India buyer checklist (practical, not hype)

  1. Wait vs buy now
  • Need a machine before March 2026? Buy now (consider battery-first ultrabooks or first-gen Snapdragon X if your apps are native).
  • Can you wait till H1 2026? Shortlist X2 laptops.
  1. App compatibility
  • Check the Arm-native status of your core apps (Office, browsers, editing tools, dev stack, banking tokens). Emulation is better, but native still wins for battery and smoothness.
  1. Battery truth test
  • Look for independent battery tests with your workload: video calls, IDEs, Premiere/DaVinci, Chrome tabs, VS Code, Figma. Vendor claims ≠ your reality.
  1. Connectivity & mobility
  • Some X2 designs may bundle 5G and better Wi-Fi; great for Indian commuters and students bouncing between campus, cafés, and trains. Check SAR/BIS on retail units when listed.
  1. Service & warranty
  • Favour OEMs with solid India service footprints and easy battery replacements. Specs wow; service keeps you sane.
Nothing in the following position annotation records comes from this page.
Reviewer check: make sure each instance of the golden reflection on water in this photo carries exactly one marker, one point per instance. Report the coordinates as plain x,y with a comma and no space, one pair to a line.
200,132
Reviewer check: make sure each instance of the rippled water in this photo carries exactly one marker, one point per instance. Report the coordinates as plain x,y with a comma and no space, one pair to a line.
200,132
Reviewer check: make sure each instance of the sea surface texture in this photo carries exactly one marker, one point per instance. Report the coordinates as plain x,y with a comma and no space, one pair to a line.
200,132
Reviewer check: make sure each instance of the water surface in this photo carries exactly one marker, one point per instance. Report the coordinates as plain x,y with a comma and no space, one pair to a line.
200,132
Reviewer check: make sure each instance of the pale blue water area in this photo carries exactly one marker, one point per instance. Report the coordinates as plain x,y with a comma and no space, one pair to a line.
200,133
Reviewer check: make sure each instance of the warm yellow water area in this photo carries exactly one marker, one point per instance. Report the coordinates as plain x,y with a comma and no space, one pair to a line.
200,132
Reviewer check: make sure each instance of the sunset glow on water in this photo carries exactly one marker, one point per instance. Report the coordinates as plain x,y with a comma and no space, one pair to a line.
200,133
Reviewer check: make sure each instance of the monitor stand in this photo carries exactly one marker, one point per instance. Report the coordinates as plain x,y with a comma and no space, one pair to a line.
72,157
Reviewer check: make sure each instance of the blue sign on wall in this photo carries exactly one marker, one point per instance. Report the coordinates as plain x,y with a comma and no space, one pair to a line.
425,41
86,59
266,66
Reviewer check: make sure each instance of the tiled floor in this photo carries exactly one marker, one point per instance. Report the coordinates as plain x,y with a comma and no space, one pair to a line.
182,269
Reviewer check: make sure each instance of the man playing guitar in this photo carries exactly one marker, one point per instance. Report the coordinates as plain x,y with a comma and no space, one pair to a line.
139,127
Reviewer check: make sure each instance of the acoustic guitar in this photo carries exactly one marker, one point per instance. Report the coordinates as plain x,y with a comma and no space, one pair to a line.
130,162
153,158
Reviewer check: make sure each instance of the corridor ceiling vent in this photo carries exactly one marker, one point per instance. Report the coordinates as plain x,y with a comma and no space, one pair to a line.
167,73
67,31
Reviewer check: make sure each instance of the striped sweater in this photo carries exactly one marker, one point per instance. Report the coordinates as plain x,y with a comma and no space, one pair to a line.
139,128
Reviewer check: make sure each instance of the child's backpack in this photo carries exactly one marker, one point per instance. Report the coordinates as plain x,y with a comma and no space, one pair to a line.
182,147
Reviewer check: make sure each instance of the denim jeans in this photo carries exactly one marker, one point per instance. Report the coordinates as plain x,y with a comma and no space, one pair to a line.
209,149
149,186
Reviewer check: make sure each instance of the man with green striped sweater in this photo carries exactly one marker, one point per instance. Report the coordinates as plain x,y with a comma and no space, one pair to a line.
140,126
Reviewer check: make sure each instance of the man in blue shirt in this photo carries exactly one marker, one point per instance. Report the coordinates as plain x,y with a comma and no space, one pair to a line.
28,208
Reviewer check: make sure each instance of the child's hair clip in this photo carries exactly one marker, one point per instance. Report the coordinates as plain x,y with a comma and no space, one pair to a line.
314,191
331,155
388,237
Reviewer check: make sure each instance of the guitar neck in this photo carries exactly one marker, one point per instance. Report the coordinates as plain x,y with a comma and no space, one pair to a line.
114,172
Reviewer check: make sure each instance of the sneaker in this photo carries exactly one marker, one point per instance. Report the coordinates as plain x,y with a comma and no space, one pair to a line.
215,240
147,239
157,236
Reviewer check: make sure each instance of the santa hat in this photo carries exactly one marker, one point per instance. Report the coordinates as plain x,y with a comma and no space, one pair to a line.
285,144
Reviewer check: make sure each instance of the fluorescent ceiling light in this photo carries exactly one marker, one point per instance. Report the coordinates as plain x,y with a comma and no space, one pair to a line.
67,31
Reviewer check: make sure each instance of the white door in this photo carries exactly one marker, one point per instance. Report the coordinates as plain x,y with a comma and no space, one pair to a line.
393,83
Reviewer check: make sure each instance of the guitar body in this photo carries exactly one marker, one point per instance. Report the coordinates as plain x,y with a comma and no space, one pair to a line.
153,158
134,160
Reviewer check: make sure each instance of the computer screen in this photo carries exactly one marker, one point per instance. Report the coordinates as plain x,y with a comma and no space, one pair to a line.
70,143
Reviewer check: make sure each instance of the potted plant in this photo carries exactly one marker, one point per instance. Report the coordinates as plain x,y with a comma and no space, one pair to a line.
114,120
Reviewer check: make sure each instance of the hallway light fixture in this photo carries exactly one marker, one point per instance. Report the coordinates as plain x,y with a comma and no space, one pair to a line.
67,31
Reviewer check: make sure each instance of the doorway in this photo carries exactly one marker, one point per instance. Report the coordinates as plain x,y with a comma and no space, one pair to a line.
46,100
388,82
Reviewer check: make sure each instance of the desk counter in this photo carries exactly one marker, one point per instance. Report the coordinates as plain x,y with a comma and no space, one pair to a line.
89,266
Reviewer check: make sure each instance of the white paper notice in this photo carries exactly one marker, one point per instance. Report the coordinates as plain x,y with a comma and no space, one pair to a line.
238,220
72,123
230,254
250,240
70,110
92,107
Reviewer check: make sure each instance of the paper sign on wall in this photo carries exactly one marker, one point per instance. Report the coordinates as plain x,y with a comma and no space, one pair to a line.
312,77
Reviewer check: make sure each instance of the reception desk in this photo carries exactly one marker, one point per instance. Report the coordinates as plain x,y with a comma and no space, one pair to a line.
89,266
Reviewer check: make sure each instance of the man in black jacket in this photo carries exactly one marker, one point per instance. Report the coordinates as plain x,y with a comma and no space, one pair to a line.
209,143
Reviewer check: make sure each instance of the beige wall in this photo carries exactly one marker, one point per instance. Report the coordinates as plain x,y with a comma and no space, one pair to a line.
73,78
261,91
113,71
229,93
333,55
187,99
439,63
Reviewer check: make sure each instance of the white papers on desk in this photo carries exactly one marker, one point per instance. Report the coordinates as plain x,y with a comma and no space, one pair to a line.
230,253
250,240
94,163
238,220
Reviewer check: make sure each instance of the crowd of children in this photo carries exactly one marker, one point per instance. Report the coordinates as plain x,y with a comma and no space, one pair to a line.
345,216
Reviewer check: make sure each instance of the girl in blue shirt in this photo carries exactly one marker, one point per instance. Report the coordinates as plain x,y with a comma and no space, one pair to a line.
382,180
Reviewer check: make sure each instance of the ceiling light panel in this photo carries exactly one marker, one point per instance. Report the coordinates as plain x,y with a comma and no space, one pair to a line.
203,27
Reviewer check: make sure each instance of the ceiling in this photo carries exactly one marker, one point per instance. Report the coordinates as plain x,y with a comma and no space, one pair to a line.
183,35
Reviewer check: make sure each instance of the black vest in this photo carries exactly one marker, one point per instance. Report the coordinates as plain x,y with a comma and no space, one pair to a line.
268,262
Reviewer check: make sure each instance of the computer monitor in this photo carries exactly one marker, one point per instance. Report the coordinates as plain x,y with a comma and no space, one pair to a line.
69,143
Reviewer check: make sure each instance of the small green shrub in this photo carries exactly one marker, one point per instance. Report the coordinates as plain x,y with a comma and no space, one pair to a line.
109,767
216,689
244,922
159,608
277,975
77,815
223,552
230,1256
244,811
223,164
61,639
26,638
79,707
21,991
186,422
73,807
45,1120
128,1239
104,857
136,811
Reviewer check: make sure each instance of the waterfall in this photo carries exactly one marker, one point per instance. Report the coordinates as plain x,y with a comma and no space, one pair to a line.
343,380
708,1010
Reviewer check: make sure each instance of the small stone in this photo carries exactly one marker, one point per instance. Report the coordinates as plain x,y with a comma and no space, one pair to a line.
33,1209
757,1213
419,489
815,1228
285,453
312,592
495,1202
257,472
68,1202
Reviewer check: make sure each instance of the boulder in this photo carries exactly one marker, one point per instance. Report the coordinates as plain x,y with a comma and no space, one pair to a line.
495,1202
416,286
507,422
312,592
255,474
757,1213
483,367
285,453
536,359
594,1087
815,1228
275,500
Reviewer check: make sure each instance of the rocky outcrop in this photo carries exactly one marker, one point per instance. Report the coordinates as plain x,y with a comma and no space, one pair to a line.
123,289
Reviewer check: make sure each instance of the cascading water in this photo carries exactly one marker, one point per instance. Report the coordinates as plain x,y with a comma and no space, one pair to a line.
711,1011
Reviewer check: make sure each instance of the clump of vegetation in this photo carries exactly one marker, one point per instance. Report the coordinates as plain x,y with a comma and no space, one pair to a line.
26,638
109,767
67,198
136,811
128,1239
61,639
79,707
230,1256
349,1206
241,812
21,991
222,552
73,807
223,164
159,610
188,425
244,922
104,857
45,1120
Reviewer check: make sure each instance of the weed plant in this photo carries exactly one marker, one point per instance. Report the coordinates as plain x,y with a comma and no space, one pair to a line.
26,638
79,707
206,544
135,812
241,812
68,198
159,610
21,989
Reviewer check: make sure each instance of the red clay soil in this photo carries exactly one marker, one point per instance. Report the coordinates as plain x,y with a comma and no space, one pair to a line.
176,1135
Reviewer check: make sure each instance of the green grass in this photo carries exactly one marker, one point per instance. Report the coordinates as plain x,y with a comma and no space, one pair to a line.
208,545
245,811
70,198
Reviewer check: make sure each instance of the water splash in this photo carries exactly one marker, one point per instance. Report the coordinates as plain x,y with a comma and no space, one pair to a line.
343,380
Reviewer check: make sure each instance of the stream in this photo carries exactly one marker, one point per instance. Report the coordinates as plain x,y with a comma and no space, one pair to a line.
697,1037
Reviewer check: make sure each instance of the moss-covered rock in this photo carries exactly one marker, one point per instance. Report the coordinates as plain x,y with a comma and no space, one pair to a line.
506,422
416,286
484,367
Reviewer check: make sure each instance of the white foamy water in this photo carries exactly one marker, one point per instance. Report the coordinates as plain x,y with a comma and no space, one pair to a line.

Pros and cons (for the early X2 wave)

Pros

  • Big on-device AI jump (80 TOPS), enabling private, low-latency features.
  • Strong battery life trajectory; Arm efficiency plus NPU offload.
  • Competitive CPU/GPU advances with better sustained performance on battery.

Cons

  • Availability only H1 2026; not for urgent buyers.
  • App gaps: check niche tools, drivers, and local banking security modules for Arm support.
  • Price unknown at launch; India pricing can swing with import/OEM strategies. (Not disclosed as of IST.)

Risks/unknowns

  • Real-world battery across Indian usage patterns (spotty networks, long calls, hot climates) remains to be independently verified.
  • Bench variance: early scores look strong, but final retail thermals, memory configs, and firmware can change the picture.
  • AI software maturity: Copilot+ and OEM AI suites evolve quickly—some features may land post launch or vary by region.

If you’re buying a laptop to last 4–5 years and can wait a few months, the X2 generation is the one to watch. If you need a machine today, prioritize battery and native app support—and skip the buzzwords.